“Those marbles are heavy!!”
Like many of you I’d bet, I have a container of roughly 3,000 marbles in my office. The kids are endlessly fascinated with this container of small glass balls (and can I just add here, WHO thought it was a good idea to make small glass balls for a children’s toy?!?). Beside that container is a small jar filled with 40 marbles that the kids find much less fascinating.
If you are familiar with the Orange curriculum or have read Reggie Joiner’s book Think Orange, you know that these marbles represent two things:
– The first larger and heavier collection represents the average number of hours a child will spend in the home each year (give or take 500 or so).
– The second smaller and much less weighty assortment represents the average number of hours the child will spend in church each year, again give or take 10 hours or so.
When I first saw these marbles, I was instantly focused on the number. It’s hard not to be. When you see 3,000 marbles next to 40 marbles, it becomes abundantly clear just how small the window of opportunity is for those of us ministering at church. I became obsessed with those 40 hours. How could I effectively use them? How could I ensure that when the kids were in church, they were receiving the best teaching and biblical foundation we could give them?
But as time has gone on, my focus has shifted toward those 3,000 marbles. Because, as the kids point out, nearly every week, “Those marbles are heavy!” What happens at home carries a lot of weight in a kid’s life. It’s not just the time. It’s the weightiness of those hours.
Recently I shared this demonstration with a set of parents. I had a dad hold the bucket of 3,000 and I buried the jar of 40 inside. As he was holding it, I pulled out the jar and asked him how the weight had changed. He laughed and said, “It didn’t change.” So, I put the jar back inside and grabbed the other handle of the larger bucket. “How about now?” I asked. “Yeah, that’s a lot lighter,” he replied.

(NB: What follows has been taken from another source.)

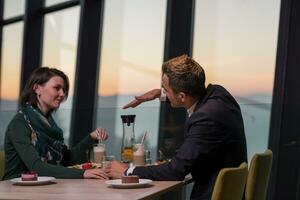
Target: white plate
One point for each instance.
(117, 183)
(41, 181)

The weight didn’t shift when I took a few hours away. The weight shifted when we carried all of the marbles together.
What we say to our kids on Sunday will carry the most weight when it is reiterated at home on Monday. And what parents tell their kids on Friday will have the greatest impact when we re-share it on Wednesday night. It is imperative then that we are on the same page, reading from the same script and sharing the same truth with the kids. How can we do this?
1. Talk with your parents and caregivers. Let them know what topics you’ll be covering that month, give them tools to continue the discussion at home, and provide daily contact and support through prayer, Facebook posts, private messages and texts.
2. Listen to your parents and caregivers. Since communication goes both ways, ask the parents what’s happening at home. What are they talking about at dinner.? What events are shaping their family dynamic? How can you be praying for them?
3. Pray with and for your parents and caregivers. When we pray, we go to the same God through the same Savior in the same Holy Spirit, and as we pray, He makes us one in Him. He gives us His heart for each other, our church and the kids we love so much.
As Reggie Joiner shares, “Two combined influences make a greater impact than just two influences.” When we join parents in carrying the weight, we become part of that bigger impact. And when church comes home and faith is an integral part of a family’s daily life, the weight is spread evenly across their lives and faith is not a “church” thing but a life thing. And disciples are made for generations to come.